The girl in the third poem titled Sing your landay has stolen her brothers' honour. She is sung back – if only - from the cold river in the second stanza. This poem strikes me in the heart.

It also leads me, in my search for the meaning of ‘landay,’ to poet and reporter Eliza Griswolds feature article ‘Landays’ published with a pictorial by Seamus Murphy and a selection of landays, in the Poetry Foundation’s Poetry Magazine

Here you will read about the women’s tradition of creating landays or oral folk couplets, how in Pashto they lilt from word to word, how they are sung aloud - sometimes to the beat of a hand drum and mostly in secret.

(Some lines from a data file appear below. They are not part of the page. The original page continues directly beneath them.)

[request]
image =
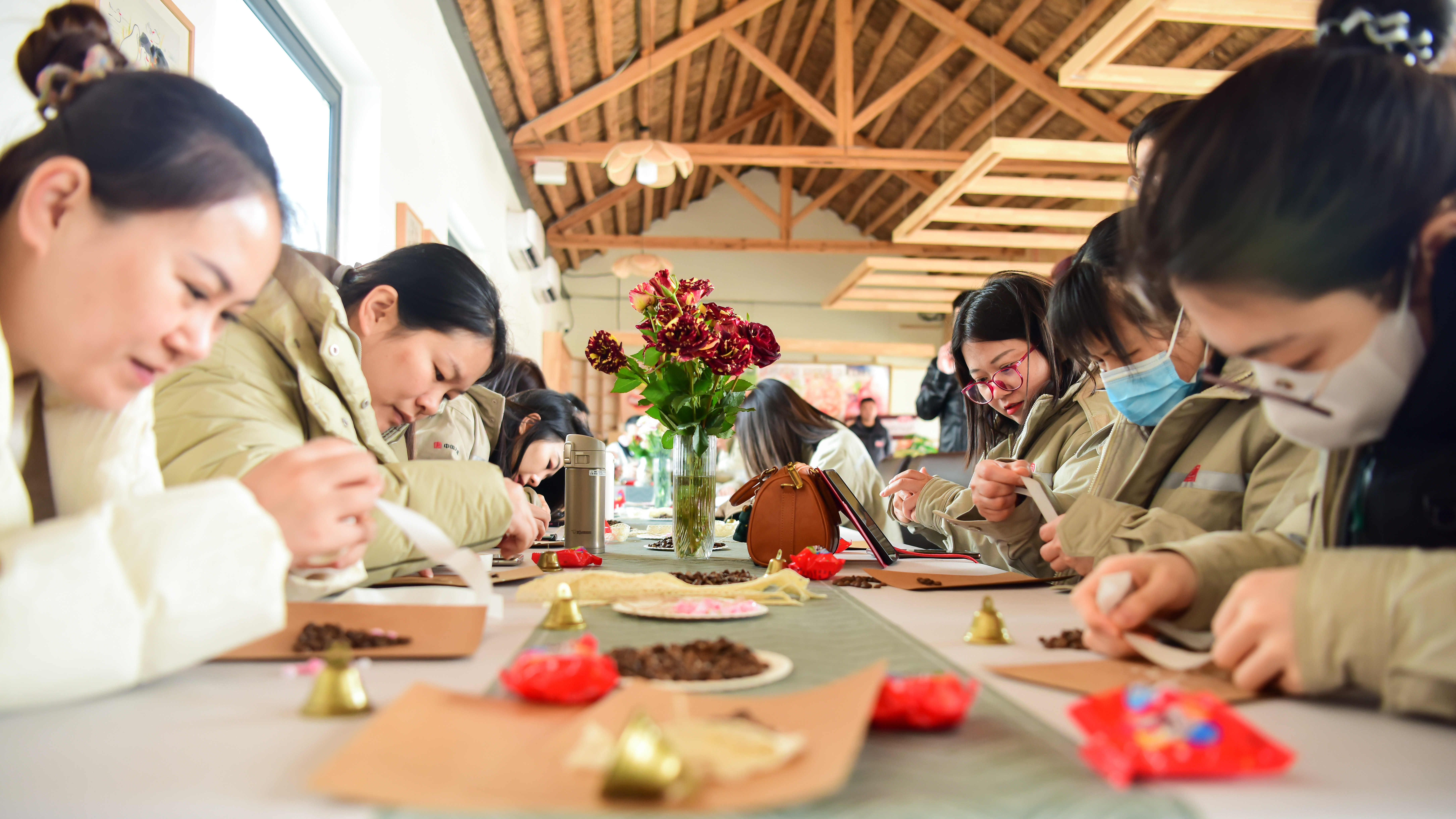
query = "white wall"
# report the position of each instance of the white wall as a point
(413, 129)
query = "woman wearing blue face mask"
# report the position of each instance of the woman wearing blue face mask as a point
(1212, 462)
(1304, 216)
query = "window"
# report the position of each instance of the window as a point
(269, 71)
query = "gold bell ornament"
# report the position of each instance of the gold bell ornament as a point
(646, 766)
(338, 690)
(777, 565)
(988, 628)
(564, 615)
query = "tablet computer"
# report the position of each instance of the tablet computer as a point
(880, 546)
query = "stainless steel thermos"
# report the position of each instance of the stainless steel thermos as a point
(589, 472)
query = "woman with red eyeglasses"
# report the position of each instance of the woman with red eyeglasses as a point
(1031, 417)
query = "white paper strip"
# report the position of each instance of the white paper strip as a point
(439, 548)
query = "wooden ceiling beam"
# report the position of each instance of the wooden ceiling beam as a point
(1018, 69)
(665, 57)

They can be a risqué joke, a call to arms, a longing, a lament … ancient or contemporary. They are often sung over and over.


The article gives insights to the life of women in Afghanistan and in particular the tragic story of the young poet Rahila Muska. Eliza Griswold travels to refugee camps, homes, schools and offices to collect landays. More landays and photography in I am the Beggar of the World: Landays from Contemporary Afghanistan (Eliza Griswold and Seamus Murphy, Farrar, Straus and Giroux, New York, 2014).

Moya Pacey by the way is a Canberra poet whose books include The Wardrobe (Ginninderra Press 2009) and Always Me (Burmac 2013). She also has work in the recently published anthology The House is Not Quiet and the World is Not Calm: Poetry from Canberra (eds. Kit Kelen & Geoff Page, Flying Island Press, Macau 2014).



Well that will keep you busy - visit Eureka, read the Poetry Magazine and pick up a copy of I am the Beggar ... and The House is Not Quiet ... Happy reading.